I remember as a girl being fascinated by my mother’s girdles. They looked like pieces of medieval armor. I didn’t quite understand why anyone would want to wear them, and I wondered if I would when I was all grown up. “Girdles” of today are much more subtle and sleek than those of my mother’s era. “Shapewear” they’re called – to conjure up images of fitness I suspect – and they do look like something you might see at the gym. But the “shape” here has nothing to do with getting into shape. It has to do with literal shaping – moulding. Squeeze yourself into that thing, and any baby-bump-without-a-baby is obliterated.

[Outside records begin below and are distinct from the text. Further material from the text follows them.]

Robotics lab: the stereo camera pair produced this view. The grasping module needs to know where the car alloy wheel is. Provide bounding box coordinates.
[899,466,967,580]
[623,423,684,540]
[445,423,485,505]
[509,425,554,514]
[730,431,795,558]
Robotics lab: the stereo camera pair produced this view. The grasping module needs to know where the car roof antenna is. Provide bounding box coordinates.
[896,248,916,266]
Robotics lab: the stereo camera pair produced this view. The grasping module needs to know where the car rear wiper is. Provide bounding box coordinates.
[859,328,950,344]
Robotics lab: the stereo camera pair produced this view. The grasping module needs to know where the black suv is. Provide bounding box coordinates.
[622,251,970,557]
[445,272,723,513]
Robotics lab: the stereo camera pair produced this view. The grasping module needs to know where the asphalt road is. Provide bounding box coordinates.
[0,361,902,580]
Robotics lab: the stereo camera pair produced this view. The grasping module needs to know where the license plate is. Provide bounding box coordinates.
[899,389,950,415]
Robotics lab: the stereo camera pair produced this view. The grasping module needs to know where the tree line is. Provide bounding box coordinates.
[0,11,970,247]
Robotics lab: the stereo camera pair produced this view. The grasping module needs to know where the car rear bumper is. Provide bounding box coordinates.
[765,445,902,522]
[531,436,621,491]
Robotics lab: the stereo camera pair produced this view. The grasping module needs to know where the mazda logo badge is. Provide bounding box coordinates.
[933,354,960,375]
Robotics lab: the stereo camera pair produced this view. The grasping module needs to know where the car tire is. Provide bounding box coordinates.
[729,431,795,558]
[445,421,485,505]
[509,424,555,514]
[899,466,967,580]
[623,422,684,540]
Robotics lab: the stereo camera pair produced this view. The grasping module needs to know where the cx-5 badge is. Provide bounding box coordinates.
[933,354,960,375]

When I came down the stairs, ready to model, it was all, “Oooh Mom!” “That looks great!” “Are you going to wear it tonight?” I did wear it Christmas night. And New Year’s Eve too. But I had also formed my resolution: For Christmas of 2016, I will not have to resort to “shapewear” to put on that dress.

My plank-a-day resolution

I have tried in the past to resolve upon regular workouts, but with only limited success. I actually enjoy physical exercise. The “regular” part stumps me. It’s no small deal, in the midst of a busy week, to carve out regular blocks of an hour or two to change, stretch, work-out, cool down, shower. Irregular is the best I can do. But “regular” is what brings results, and therein has been my dilemma.

So what about changing up that block of time? From 1-2 hours down to 2-5 minutes? There is never a day – barring extreme situations like injury or illness – when I can’t put aside a few minutes. It doesn’t matter how busy things get, how tired I am, how bad the weather is . . . It’s always possible to find a few minutes.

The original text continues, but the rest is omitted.